Are you a senior high school student, or know someone who is, that would be keen to take up the challenge of living and studying in a foreign country?

I’ve previously written about taking a gap year to live and work overseas in a culturally unfamiliar environment. But there are also opportunities for high school students to go on a student exchange programme.

A cultural exchange can change your life

My team leader’s sister, Rachel McCarthy, had always wanted to go on an exchange, and says her experience in Switzerland “was the most challenging and rewarding experience of my life so far.”

Now living in Melbourne she says the course of her life changed significantly as a result of the exchange.

“I feel like my exchange equipped me with the maturity to make decisions on my study options, which resulted in me changing my career and study goals in a big way. I became more aware of the similarities between cultures, rather than the differences and this ultimately led me to doing a Master of Arts in Islamic Studies, and working in the community sector.”
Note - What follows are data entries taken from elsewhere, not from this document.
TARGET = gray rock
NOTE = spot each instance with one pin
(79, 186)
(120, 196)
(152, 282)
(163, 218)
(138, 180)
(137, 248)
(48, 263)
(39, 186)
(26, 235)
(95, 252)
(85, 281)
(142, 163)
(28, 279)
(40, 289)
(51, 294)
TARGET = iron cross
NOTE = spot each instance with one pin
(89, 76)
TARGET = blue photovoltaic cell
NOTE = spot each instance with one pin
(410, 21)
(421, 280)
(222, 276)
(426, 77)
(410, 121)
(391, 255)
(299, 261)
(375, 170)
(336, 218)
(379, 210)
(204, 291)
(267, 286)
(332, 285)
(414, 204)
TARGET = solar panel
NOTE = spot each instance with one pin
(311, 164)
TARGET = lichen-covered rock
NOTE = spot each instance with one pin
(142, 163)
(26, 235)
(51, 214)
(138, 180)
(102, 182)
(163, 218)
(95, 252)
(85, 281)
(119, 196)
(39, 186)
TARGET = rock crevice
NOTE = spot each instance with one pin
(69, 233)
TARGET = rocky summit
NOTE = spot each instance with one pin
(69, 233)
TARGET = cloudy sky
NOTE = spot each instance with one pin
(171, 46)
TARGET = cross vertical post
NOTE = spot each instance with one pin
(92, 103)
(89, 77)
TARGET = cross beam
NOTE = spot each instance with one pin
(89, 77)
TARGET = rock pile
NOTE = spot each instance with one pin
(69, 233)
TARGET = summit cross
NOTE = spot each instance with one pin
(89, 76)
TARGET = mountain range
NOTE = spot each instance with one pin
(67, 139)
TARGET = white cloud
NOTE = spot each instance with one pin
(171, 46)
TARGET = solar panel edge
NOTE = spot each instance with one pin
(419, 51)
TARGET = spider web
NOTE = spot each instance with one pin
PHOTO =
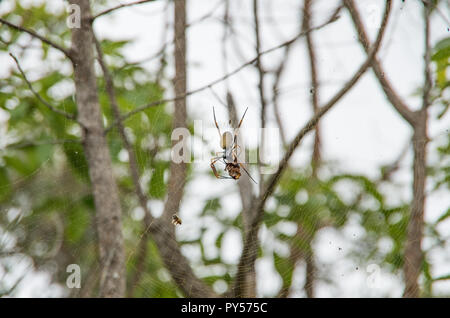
(209, 210)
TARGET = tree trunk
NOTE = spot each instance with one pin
(413, 258)
(104, 188)
(177, 177)
(413, 248)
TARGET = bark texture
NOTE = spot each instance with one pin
(104, 188)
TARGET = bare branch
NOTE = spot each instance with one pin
(37, 36)
(249, 252)
(120, 6)
(104, 186)
(386, 85)
(413, 255)
(39, 97)
(261, 93)
(314, 90)
(221, 79)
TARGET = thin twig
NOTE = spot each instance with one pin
(40, 37)
(42, 100)
(386, 85)
(237, 70)
(250, 249)
(120, 6)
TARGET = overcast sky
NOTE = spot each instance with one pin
(361, 133)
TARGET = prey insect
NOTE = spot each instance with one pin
(229, 156)
(176, 220)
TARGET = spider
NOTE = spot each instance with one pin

Coming into contact with ‘fun’ exchange students inspires the dream

Rachel’s interest in doing an exchange was sparked off in Napier where she remembers the “fun exchange students from Europe and South America” that came to her high school. Determined to experience it for herself, in 1999 she made her application to AFS New Zealand, a not-for-profit volunteer-based organisation that sends 100s of young Kiwis overseas every year.

The AFS cultural exchange programme offers high school students a chance to study in a country of their choice for up to a year, and aims to create “peace through friendship and cultural understanding”.

“I was 17 years old and applied for an AFS exchange before heading to university. Switzerland was my first choice of country.It was at the centre of Europe, and the United Nations was there too, which I thought was pretty cool.”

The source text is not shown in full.